Almost as soon as scientists released the first photo ever made of a black hole, the inevitable happened: "Black Hole Sun" singer and late Soundgarden frontman Chris Cornell's name was thrown into the hat as a possible name for the massive celestial object.
This isn't surprising, given that Soundgarden's video for the trippy song is one of the most iconic '90s rock videos ever made.
Here's how the people who launched the Change.org petition explained their feelings on the matter:
Almost two years ago, we lost Chris Cornell. He was the lead singer for Soundgarden and Audioslave, and above all, the voice of an entire generation. He was one of the most beloved figures not just in rock, but all of music, by people from all over the world.
His music, his voice and his personality inspired, influenced, changed and even saved the lives of thousands of people. Chris left a heavy legacy for a new generation of musicians who follow in his footsteps. His memory will remain forever alive in the hearts of all his family, friends, fans and all the people who love him, and his music will do the same in each record, song or video we play.
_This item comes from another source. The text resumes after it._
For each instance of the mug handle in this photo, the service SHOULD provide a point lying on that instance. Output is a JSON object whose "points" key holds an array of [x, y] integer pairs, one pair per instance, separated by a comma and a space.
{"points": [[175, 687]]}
"Black Hole Sun", written by Chris Cornell is without a doubt Soundgarden's most recognizable and most popular song, and one of the biggest anthems of the 90's. For this reason, and the impact Chris Cornell had in the lives of so many and music itself, I ask NASA, the Event Horizon Telescope Collaboration and all the astronomers and scientists involved in this discovery, to name this black hole after Chris Cornell. This would be a "surreal" and amazing way to honor his life and his contribution to music.
That's a pretty good case for commemorating Cornell in such a cosmic way.
Images of the distant and ultra-huge black hole in Galaxy M87 naturally brought to mind all kinds of epic and cataclysmic images.
Okay so that last isn't cataclysmic unless you're on a carb-free diet, but still, point made.
As of Monday morning, April 15, the petition had 42,779 signatures out of a requested 50,000.